Wednesday, November 28, 2012

Obama and the Budget

President Obama promised one thing during the campaign, and that is a balanced budget. Obama is now starting his plan to balance the budget. From the campaign, all we heard was one side of Obama's plan and that was to raise taxes on the higher class. But, it seems he does another half of the plan. Budget Cuts.

Originally, many wealthy business men were disgruntled about how Obama wanted to raise high class income taxes while, lowering middle classes. The way Obama explained his plan during the campaign seemed like a big blow to rich people, because they would take most of the taxes. To make the seeming pain worse, Obama said that he would alleviate the middle and lower classes taxes. With a description like that, I'm sure upper class members were afraid their taxes would go up many percentage points. But it seems, Obama had another plan.

Many media men are enraged that Obama won't delve on his plan on budget cuts, but there are going to be some. Some people are afraid on what Obama plans to cut, but it seems like social security is definitely off the table. One big area that Obama is looking at is healthcare. (Ironic isn't it?)

Finally, Obama had a meeting with 14 big executives from companies like Yahoo and Goldman Sachs. Most if not all of the executives came out of the meeting satisfied. One even gave a quote namelessly, "He seems flexible, but he said taxes should go up on the top 2%." It looks like big business and the President will find a way to settle this. If everything goes smoothly, maybe this economic crisis is something that the American people can get through. FDR got us through the Great Depression, maybe Obama will get us through the "Great Recession."

2 comments:

Unknown said...

On Colbert yesterday, Reihan Salam (author of Grand New Party, a book about the future of Republicans) talked about the complicated tax thing and how raising taxes on the top may not be the only solution. He cited Reagan, naturally, and how the ever elusive tax code reform (cut loopholes and deductions, sounds familiar) could make a more efficient, more fair tax system that doesn't necessarily need to take all it's revenue from the superwealthy.

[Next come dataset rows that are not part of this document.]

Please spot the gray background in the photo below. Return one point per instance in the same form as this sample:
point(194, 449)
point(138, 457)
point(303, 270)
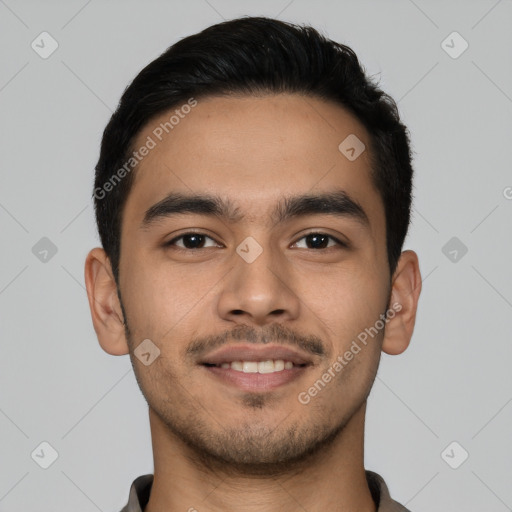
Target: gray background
point(453, 383)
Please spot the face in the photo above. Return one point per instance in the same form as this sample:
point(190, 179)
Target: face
point(258, 276)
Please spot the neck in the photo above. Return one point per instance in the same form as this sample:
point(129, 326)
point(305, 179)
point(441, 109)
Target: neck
point(331, 479)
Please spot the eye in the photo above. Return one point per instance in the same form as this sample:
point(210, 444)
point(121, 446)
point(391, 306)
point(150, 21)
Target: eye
point(319, 241)
point(191, 241)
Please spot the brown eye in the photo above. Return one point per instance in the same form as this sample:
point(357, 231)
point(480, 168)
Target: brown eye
point(191, 241)
point(320, 241)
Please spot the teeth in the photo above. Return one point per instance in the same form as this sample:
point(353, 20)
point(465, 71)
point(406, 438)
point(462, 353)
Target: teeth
point(269, 366)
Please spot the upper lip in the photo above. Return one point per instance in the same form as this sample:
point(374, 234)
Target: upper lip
point(253, 352)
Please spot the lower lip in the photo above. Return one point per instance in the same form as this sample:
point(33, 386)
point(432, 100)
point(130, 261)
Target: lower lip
point(256, 381)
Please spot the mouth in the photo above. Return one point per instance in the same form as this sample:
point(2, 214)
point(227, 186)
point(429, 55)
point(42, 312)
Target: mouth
point(256, 368)
point(267, 366)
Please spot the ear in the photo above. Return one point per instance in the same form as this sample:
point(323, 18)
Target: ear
point(106, 312)
point(405, 292)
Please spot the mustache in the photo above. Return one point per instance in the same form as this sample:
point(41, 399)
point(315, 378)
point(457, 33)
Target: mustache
point(275, 333)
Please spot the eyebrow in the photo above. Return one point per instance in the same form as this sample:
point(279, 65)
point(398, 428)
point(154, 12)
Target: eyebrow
point(337, 203)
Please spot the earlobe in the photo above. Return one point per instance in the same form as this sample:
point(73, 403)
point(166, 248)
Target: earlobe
point(405, 292)
point(104, 303)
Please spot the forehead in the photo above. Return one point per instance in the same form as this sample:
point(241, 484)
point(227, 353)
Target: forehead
point(253, 150)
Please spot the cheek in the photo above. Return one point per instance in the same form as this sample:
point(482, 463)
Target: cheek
point(348, 300)
point(160, 297)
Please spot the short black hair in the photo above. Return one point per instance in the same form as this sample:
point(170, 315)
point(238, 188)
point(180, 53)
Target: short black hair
point(255, 55)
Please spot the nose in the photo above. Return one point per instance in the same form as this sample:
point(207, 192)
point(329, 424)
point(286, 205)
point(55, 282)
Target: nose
point(259, 291)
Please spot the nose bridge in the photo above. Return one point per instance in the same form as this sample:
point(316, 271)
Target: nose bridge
point(258, 285)
point(257, 266)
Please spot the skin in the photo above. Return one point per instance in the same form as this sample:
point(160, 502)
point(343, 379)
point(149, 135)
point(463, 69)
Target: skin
point(215, 446)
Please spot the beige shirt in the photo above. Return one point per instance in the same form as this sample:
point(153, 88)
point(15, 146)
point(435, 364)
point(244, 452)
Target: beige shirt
point(141, 487)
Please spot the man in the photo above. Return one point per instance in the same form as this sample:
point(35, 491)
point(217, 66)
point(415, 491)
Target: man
point(252, 195)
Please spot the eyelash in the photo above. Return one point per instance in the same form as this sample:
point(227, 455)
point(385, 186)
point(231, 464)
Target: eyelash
point(170, 243)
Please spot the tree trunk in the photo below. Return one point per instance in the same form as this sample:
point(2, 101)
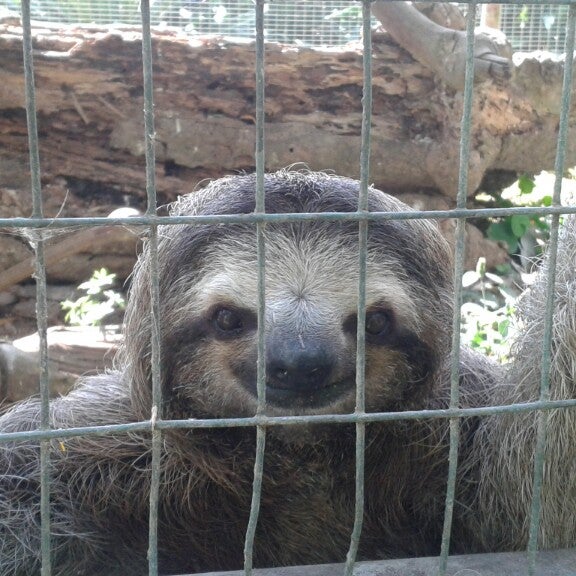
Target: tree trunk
point(89, 100)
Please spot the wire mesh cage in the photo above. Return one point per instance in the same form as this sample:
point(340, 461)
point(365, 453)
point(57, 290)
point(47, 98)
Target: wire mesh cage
point(329, 28)
point(528, 27)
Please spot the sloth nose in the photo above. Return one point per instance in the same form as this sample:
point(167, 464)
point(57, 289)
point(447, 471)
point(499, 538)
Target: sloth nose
point(299, 368)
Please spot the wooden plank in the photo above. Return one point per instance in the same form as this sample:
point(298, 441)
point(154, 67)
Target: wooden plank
point(549, 563)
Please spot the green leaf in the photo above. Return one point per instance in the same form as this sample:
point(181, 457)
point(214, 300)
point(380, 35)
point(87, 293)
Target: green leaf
point(519, 224)
point(526, 184)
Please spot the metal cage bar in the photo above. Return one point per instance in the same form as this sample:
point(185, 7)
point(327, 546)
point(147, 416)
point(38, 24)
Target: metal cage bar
point(156, 425)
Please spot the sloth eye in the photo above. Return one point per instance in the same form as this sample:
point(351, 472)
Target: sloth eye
point(378, 323)
point(227, 320)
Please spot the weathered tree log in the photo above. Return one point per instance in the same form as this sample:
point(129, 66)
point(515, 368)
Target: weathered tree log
point(89, 83)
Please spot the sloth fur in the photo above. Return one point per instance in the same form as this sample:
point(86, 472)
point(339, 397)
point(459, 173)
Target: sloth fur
point(208, 294)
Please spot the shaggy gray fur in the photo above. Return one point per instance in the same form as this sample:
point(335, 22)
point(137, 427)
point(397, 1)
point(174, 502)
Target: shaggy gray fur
point(100, 485)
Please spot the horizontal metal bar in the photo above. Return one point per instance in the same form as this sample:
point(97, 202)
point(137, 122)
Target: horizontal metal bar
point(58, 223)
point(148, 425)
point(549, 563)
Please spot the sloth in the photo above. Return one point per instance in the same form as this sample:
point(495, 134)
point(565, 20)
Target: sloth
point(100, 485)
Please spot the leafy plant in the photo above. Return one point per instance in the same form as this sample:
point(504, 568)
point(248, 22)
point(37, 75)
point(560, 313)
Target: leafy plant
point(512, 229)
point(487, 311)
point(99, 300)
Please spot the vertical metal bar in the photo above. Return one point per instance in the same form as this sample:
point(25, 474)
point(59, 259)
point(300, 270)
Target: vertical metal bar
point(458, 271)
point(261, 253)
point(543, 416)
point(40, 276)
point(156, 413)
point(362, 258)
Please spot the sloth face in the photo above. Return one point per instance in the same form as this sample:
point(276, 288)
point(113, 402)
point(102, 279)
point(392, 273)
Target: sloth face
point(209, 301)
point(310, 326)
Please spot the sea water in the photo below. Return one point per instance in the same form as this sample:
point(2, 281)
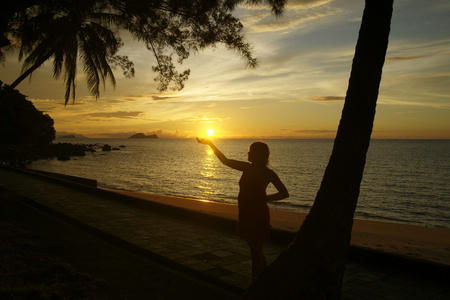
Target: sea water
point(405, 181)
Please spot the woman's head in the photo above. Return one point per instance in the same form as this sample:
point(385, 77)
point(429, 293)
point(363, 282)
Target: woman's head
point(259, 153)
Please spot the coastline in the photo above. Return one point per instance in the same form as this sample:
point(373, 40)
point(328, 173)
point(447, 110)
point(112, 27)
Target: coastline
point(414, 242)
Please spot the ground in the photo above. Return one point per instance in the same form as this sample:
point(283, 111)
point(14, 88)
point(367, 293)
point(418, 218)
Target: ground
point(42, 257)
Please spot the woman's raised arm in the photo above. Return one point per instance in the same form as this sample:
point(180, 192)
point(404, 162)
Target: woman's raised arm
point(235, 164)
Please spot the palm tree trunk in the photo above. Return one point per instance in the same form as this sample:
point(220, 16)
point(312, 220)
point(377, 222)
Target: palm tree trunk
point(312, 266)
point(24, 75)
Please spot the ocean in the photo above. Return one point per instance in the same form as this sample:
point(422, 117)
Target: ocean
point(405, 181)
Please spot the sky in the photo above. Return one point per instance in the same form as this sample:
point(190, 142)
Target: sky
point(297, 91)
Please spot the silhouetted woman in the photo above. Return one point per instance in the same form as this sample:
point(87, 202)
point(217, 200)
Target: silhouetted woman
point(254, 219)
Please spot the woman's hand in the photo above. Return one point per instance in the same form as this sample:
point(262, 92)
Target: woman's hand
point(204, 141)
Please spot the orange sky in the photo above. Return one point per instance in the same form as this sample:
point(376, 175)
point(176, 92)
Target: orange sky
point(296, 92)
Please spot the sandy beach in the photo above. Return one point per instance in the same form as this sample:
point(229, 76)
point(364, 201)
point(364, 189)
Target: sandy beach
point(419, 243)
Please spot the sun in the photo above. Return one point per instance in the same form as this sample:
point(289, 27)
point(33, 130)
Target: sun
point(210, 132)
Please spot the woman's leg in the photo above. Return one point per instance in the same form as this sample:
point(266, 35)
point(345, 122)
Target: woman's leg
point(258, 258)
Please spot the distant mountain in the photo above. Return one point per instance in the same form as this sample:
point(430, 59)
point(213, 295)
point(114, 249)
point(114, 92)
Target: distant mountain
point(143, 136)
point(69, 135)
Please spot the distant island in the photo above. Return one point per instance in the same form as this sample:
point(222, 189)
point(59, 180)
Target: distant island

This isn't saying taxes on the higher incomes don't need to be raised, but as Obama demonstrated in his meeting with all these corporations, it suggests that they don't need to be raised to levels that necessarily appall big business. Maybe some solution is possible, before or after the cliff.

Ian Barrie said...

Here is an interesting video from an economist fro,m Cal, Robert Reich, Here .

The rich definitely need to be taxed more like Obama has stated. They are paying least amount they have than in the past 50 years and unlike what we are constantly hearing,lowering taxes on the rich don't necessarily create all the jobs we are being promised.

Cutting programs like PBS and other small government programs aren't going to help solve the defecit. To actually solve the problem we are going to have to dive into the big spendings, like medicare/medicaid, and the military.